Paige Ponder ’96 and the nonprofit she leads, One Million Degrees (OMD), are trying to change minds. Achieving their mission of increasing community college students’ graduation rates in Chicago means elevating that population’s stature in society while simultaneously helping these students envision how they can succeed against great odds.
“Community colleges generally exist sort of on the margins of [employers’] thinking even though they serve not a marginal population, but half of the public undergraduate population in Illinois and I think across the country,” Ponder explained. “But when I tell people that, they’re shocked.” Employers “should be rolling out the red carpet” for these hard-working students, she added emphatically, instead of excluding them by requiring a 4-year degree.
Most of the day-to-day work of OMD, she said, involves helping community college students overcome two types of challenges: “external” ones like working while in school, supporting dependents, or not having computers or internet access at home; and “internal” ones, like wondering whether they really belong in college or if they have what it takes to finish their degrees.
OMD has developed a combination of services to combat these barriers. Upon acceptance into the program, a student is referred to as an “OMD scholar” and is assigned a program coordinator who creates an individualized plan, designating how frequently the student will meet with the program coordinator on their campus, and introducing them to a volunteer coach — usually a professional working in an industry related to that student’s studies or interests. In addition, about 40 precent of participants will be assigned an OMD tutor to support them academically. All OMD scholars earn a stipend if they meet program expectations.
Ponder said that while students are often initially attracted to the program by the stipend and the free tutoring, halfway through, when the scholars are asked to rank the services, the majority say the program coordinators and coaches are what they value most.
“They want to take this chance to get this degree and get a job and really make something of their lives,” Ponder explained. “Many are seeking a community that is really going to support them in doing this.”

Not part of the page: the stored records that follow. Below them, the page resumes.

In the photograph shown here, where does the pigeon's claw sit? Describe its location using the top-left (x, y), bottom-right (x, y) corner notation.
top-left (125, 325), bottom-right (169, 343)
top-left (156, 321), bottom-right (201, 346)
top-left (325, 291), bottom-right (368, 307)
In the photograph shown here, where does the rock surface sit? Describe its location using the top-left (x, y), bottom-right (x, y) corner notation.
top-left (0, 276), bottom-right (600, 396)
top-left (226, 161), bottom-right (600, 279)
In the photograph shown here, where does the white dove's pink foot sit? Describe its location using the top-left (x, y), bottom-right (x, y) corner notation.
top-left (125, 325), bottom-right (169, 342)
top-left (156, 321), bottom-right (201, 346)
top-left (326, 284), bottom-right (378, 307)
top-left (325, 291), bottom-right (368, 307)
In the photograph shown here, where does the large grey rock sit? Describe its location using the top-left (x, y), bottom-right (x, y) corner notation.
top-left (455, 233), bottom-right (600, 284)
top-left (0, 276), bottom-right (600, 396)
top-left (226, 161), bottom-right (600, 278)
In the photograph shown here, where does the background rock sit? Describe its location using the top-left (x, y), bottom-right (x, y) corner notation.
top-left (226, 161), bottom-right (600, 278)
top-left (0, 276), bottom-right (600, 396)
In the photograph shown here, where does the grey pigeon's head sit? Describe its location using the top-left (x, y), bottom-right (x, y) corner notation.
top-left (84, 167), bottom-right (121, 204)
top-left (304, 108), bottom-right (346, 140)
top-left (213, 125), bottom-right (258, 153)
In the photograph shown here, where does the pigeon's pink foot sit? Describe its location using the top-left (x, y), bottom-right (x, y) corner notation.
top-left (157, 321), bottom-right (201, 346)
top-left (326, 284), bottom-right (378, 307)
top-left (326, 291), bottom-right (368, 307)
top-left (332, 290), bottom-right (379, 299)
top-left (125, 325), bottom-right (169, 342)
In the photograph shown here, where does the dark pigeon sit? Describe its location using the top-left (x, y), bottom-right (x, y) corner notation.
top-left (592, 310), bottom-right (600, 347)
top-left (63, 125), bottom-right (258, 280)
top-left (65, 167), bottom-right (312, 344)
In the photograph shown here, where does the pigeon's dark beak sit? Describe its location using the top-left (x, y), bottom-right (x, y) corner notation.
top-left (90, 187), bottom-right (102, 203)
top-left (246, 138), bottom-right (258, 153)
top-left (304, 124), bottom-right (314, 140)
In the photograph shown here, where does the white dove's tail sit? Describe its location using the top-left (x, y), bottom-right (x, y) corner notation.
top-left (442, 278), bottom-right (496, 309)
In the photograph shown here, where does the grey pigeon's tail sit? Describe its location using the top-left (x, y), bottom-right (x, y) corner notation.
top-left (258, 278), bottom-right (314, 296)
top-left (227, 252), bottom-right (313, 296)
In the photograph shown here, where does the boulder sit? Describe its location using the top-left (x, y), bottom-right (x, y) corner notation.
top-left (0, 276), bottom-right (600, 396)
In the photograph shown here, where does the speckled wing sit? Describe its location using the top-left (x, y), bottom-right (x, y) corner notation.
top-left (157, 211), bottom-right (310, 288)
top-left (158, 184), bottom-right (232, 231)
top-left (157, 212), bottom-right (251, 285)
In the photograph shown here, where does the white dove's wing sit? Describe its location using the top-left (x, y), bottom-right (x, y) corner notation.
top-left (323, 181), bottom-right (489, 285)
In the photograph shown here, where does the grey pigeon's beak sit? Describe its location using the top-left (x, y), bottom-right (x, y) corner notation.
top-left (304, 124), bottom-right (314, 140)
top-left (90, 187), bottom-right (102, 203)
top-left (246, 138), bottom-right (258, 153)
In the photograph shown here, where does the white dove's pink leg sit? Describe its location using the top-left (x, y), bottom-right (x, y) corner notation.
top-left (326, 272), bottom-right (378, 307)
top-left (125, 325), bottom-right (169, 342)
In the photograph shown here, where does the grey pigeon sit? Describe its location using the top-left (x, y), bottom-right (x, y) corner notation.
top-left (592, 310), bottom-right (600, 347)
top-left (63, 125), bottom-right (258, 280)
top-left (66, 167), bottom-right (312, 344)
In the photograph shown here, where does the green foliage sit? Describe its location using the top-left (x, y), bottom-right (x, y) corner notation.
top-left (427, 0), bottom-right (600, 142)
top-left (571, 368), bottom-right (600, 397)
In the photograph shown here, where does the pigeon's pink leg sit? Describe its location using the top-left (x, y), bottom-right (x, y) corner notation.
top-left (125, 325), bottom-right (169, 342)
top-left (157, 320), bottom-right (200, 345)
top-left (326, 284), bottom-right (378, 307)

Experiences at Princeton helped launch Ponder in this direction. She took a sociology of poverty class sophomore year with Professor Sara McLanahan, which led her to apply to the Woodrow Wilson School of Public and International Affairs, where she pursued a self-designed concentration in poverty, welfare policy, and education.
In addition, the mentoring Ponder received as a Princeton Project 55 Fellow from Chet Safian ’55 helped set her course. She started the fellowship as a teacher in an under-resourced Catholic school in the South Bronx, and stayed on an additional three years, becoming assistant principal and development director. When she told Safian she wanted to keep growing as a leader in education, his advice was nontraditional, but astute: He told her to go to business school. She landed at the Kellog School of Management at Northwestern University.
“Kellog turned out to be a really good choice because a lot of people there are interested in social impact, so I found lots of kindred spirits,” Ponder said. “In hindsight, I think really what I was doing was preparing myself to do something just like this.”
Ponder’s MBA training prepared her to help OMD grow. When she came on board in 2012, OMD was six years old and serving 125 students per year. Five years later, the program serves 800 students per year with 30 staff members and 700 volunteer coaches. She has helped to raise $15 million for OMD during her tenure, and the graduation rate for students they serve who are full-time students and attending college for the first time is double the graduation rate of the overall population of community college students in Chicago and Illinois.
Ponder recalls being influenced by a podcast she heard that asserted that community colleges are engines of social mobility. “The people that are in our programs are total rock stars,” she said, noting that 85 percent of alumni continue their education beyond an associate’s degree or are working, or both at the same time. “They’re getting jobs we hope will put them in a position to be upwardly mobile.”